It’s Our County has always been clear in its support for such housing – be it in the city, the market towns or even in the countryside. This can be seen in the party’s election manifesto at ItsOurCounty.org.uk.
Indeed, Mark Hubbard has been consistent in welcoming the mix of more than 800 housing association and private homes which are planned in his ‘backyard’ as part of the redevelopment of the cattle market site in Hereford.
Mr Hooley gets to the nub of the matter where he talks about ‘affordable homes’ because throughout the latest version of the 20-year plan for Herefordshire, which has been so quietly consulted upon, there has been an increased muddling (misuse) of the term ‘affordable’.
Increasingly in Herefordshire Council-speak this term is used to mean any property which is around the sale price of 10-times average salary in the county. Since the council quote this as being about £19,000, this means that any mention of affordable housing can simply mean houses selling for around £190,000 on the open market. Not entirely what Mr Hooley had in mind, I’m guessing.
Indeed, in my home town of Ledbury, the planners have gone so far as to state that they see ‘no requirement for social housing’ of any sort.
So the quota of affordable housing to be built as part of the proposed additional 800 homes for Ledbury over the next 20 years will be either private houses in that price bracket or houses which are built to be part owned, part rented. This, despite the town council and local people being consistent over the years in their calling for social rented housing alongside an emphasis on growth through job creation.

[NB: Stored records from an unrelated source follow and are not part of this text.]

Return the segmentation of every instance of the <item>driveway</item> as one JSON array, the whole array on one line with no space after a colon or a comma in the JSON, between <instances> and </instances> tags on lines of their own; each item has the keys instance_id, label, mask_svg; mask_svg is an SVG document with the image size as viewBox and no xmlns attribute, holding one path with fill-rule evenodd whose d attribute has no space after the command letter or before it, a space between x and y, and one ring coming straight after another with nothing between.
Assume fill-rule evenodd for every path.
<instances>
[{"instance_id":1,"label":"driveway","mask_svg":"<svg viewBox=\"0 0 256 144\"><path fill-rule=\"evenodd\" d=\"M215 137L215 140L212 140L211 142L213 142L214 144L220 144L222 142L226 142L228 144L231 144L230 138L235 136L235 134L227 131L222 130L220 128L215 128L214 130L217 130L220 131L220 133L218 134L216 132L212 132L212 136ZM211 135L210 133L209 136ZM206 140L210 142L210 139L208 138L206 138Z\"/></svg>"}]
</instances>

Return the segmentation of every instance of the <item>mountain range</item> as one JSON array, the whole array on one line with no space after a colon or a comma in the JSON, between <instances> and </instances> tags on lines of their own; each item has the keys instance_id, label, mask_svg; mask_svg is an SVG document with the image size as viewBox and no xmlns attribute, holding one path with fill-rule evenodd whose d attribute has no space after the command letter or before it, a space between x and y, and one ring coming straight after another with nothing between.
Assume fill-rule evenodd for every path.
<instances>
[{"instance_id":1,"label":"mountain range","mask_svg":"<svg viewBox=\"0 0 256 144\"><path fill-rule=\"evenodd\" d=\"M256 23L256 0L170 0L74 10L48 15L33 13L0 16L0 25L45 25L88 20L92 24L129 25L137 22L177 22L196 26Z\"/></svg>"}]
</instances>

Interesting then that it’s only social housing which is exempt from what’s called developer contributions, because when Eric Pickles’ Community Infrastructure Levy arrives next year, the council plans to syphon off up to 100 per cent of the developer monies currently used to invest in the local infrastructure and services Mr Hooley so rightly values, to fund ‘strategic’ projects at county level – such as the relief road around Hereford.
COUN LIZ HARVEY, Vice-Chairman, Overview and Scrutiny Committee, Herefordshire Council.